In praktisch allen Bereichen des öffentlichen Lebens ist die Maskenpflicht aufgehoben, aber in öffentlichen Verkehrsmitteln bleibt sie vorerst bestehen.
Über die medizinische Sinnhaftigkeit einer solchen Insellösung kann man streiten. So sieht die Kassenärztliche Bundesvereinigung (KBV) keinen medizinischen Grund mehr dafür, die Maskenpflicht in Bussen und Bahnen aufrechtzuerhalten.
Der grüne Gesundheitsexperte Janosch Dahmen und auch SPD-Gesundheitsminister Karl Lauterbach sehen hingegen in der Maskenpflicht weiterhin eine effektive Maßnahme.
Für medizinische Laien erscheint zumindest schwer nachvollziehbar, wie eine Maskenpflicht im öffentlichen Verkehr wirken soll, wenn sie nirgendwo anders mehr gilt. Wenn also die Menschen auf der Arbeit, in der Schule, beim Shopping, im Sportverein und so weiter keine Masken mehr tragen.

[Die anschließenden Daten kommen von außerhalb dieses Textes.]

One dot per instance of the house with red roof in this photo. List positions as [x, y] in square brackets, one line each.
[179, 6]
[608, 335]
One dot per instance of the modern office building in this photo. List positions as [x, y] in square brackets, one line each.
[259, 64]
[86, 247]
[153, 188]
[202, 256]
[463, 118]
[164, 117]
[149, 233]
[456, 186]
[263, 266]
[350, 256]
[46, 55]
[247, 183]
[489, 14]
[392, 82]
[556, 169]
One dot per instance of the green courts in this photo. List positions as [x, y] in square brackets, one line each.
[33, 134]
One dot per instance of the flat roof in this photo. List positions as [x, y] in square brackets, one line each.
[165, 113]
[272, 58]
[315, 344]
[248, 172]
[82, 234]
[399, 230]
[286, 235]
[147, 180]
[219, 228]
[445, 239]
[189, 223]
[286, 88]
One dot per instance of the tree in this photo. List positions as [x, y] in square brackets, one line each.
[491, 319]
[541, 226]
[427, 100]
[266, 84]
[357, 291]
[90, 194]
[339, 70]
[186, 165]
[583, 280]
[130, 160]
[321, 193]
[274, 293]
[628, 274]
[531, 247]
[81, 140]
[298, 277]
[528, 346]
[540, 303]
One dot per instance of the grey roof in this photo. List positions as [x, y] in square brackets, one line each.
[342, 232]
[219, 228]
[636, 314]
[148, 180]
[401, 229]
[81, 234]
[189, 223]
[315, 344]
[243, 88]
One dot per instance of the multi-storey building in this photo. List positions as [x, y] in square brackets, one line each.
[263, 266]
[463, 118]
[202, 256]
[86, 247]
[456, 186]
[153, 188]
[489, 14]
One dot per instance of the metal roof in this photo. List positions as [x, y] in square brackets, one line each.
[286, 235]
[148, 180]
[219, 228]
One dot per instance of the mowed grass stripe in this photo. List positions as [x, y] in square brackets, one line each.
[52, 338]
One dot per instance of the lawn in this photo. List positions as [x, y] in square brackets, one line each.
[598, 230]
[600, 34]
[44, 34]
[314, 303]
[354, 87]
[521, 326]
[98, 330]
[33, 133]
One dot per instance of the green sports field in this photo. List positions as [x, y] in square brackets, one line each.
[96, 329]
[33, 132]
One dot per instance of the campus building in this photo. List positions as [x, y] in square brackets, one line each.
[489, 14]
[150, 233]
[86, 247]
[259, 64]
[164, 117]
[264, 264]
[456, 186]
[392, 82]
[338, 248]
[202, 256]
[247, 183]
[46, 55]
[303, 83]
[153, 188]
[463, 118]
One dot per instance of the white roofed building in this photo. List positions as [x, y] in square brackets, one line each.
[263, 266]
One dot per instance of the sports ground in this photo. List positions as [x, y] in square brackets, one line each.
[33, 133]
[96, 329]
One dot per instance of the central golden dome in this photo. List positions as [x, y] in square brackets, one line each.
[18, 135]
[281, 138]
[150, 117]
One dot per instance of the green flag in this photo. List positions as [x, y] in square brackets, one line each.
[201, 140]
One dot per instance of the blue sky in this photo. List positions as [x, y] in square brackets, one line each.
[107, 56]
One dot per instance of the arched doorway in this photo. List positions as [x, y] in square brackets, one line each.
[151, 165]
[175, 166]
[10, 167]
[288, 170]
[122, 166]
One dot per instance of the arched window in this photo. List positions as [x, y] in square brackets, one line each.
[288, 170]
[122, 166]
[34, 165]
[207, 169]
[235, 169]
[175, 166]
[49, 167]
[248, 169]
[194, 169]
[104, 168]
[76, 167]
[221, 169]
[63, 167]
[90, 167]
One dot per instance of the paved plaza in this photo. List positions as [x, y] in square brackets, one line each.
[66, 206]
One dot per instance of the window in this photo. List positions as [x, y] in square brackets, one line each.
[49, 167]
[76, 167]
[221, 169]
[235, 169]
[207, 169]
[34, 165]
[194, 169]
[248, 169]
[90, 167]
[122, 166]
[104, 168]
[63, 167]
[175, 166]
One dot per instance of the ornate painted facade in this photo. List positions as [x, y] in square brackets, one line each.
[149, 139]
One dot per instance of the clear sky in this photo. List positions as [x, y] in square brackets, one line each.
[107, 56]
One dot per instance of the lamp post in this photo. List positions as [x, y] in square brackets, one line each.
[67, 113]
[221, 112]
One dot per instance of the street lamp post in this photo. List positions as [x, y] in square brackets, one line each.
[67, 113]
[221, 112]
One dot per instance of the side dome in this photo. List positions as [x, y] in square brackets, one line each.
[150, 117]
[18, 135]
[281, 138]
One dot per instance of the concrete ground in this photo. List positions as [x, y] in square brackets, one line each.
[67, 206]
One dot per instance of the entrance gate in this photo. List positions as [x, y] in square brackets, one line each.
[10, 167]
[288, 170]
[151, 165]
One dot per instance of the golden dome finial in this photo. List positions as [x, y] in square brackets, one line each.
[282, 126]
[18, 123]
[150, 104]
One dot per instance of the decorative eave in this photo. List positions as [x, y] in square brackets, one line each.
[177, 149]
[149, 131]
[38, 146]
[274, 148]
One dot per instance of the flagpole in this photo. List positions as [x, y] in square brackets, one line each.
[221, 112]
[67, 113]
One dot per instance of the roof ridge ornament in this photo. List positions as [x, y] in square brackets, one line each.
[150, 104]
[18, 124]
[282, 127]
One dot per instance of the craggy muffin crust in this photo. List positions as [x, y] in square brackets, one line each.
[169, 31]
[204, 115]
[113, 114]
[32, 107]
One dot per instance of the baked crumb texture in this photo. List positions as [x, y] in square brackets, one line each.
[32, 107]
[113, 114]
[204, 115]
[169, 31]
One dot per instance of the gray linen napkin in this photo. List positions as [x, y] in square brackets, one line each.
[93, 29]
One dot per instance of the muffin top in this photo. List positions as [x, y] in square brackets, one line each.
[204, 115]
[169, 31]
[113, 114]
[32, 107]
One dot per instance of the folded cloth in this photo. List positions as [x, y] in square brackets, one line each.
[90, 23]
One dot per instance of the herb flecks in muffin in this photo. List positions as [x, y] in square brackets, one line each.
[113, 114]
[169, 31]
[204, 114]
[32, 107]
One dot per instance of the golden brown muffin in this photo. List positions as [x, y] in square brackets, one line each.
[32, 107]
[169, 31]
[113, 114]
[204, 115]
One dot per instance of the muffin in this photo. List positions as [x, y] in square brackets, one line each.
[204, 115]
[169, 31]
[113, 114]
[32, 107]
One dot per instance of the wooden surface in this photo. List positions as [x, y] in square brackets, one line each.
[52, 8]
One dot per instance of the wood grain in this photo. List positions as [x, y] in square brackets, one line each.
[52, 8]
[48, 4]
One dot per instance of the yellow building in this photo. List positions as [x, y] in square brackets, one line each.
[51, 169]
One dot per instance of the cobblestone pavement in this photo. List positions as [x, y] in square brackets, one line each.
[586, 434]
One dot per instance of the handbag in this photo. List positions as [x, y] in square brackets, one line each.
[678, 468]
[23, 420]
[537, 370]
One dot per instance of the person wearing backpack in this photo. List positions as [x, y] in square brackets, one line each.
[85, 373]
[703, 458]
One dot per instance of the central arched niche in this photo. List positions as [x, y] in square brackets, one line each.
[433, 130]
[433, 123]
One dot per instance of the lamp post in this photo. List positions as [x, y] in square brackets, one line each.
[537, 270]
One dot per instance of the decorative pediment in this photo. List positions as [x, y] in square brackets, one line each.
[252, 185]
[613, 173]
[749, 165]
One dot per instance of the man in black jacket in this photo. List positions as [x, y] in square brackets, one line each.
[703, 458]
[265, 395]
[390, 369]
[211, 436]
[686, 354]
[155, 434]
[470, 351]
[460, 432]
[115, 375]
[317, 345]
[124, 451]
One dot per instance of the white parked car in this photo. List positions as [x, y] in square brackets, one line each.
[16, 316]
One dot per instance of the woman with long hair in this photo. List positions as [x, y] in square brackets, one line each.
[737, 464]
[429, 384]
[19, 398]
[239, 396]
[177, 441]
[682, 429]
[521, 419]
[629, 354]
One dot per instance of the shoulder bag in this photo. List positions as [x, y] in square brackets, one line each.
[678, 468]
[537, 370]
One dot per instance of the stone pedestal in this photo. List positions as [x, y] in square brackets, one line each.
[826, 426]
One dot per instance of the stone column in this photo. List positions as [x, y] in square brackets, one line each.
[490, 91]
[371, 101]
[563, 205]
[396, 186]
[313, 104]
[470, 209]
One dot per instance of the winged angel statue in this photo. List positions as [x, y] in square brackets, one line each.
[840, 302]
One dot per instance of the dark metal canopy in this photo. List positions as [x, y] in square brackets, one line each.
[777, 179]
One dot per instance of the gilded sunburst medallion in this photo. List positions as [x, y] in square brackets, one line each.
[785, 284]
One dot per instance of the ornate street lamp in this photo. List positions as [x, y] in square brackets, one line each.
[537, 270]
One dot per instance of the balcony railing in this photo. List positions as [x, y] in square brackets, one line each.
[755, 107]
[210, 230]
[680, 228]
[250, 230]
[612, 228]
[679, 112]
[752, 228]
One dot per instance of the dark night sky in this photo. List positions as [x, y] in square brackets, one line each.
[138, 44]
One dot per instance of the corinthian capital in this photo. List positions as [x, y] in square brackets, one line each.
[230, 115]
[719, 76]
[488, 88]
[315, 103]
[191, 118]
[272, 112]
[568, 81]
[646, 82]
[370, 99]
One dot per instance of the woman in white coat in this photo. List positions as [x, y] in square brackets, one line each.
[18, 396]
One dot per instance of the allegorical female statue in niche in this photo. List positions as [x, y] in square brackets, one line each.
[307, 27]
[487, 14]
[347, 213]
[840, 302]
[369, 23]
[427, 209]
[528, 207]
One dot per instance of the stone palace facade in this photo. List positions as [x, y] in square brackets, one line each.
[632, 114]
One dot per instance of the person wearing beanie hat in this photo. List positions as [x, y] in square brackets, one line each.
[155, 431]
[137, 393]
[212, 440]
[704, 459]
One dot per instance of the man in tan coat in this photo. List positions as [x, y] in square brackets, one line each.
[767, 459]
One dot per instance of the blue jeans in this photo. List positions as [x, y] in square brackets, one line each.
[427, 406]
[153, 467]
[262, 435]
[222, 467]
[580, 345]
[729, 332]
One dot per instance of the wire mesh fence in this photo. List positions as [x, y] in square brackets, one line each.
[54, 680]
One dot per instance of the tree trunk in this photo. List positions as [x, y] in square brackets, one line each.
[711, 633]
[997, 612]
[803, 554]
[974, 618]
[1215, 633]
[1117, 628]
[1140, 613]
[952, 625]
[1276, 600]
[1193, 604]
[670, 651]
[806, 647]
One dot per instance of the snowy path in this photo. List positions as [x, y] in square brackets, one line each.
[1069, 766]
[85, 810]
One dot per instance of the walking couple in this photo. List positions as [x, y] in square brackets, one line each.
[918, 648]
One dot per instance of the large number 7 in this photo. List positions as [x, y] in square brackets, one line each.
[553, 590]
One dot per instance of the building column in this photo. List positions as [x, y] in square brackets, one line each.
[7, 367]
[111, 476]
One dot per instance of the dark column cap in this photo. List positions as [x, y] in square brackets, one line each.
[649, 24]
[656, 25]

Davor oder danach steigen diese Menschen dann in eine Tram oder einen Bus und tragen für vielleicht 15 Minuten eine Maske. Lassen sich dadurch massenhaft Infektionen verhindern? Dies ist eine medizinische Frage, die hier nicht beantwortet werden kann.
Was wollen die Fahrgäste?
Interessant ist aber, wie wenig die Fahrgäste des öffentlichen Verkehrs in der Diskussion selbst zu Wort kommen. Die Aufrechterhaltung der Maskenpflicht im öffentlichen Verkehr wird von Politiker:innen und Expert:innen diskutiert. Auch der Verband Deutscher Verkehrsunternehmen äußerte sich und sprach sich für die Aufhebung der Maskenpflicht aus.
Hingegen wird in der Debatte nicht deutlich, was die Fahrgäste wollen. Hier kann man nur spekulieren: Mag sein, dass viele Fahrgäste eine Maskenpflicht unterstützen, weil sie sich so vor Ansteckung besser geschützt fühlen (allerdings eben nur in der kurzen Zeit, die sie in öffentlichen Verkehrsmitteln verbringen).
Wohlgemerkt habe ich die vorher geltende flächendeckende Maskenpflicht in allen Bereichen ausdrücklich befürwortet. Mich überzeugte die Evidenz, dass mit einer allgemeinen Maskenpflicht die Infektionszahlen begrenzt werden können.
Angesichts der Lockerungen überall außer im öffentlichen Verkehr habe ich jetzt allerdings den Eindruck, dass ich aufgrund meiner Verkehrsmittelwahl unangemessen benachteiligt werde.
Lisa Ruhrort
forscht am Wissenschaftszentrum Berlin für Sozialforschung (WZB) zu den gesellschaftlichen Voraussetzungen für einen Wandel des Verkehrssystems in Richtung Nachhaltigkeit. Sie leitet die Nachwuchsforschungsgruppe Move Me. Auf ihren täglichen Wegen durch Berlin findet sie in Rollern, Lastenrädern und Carsharing-Autos interessantes Anschauungsmaterial für eine veränderte Mobilitätskultur.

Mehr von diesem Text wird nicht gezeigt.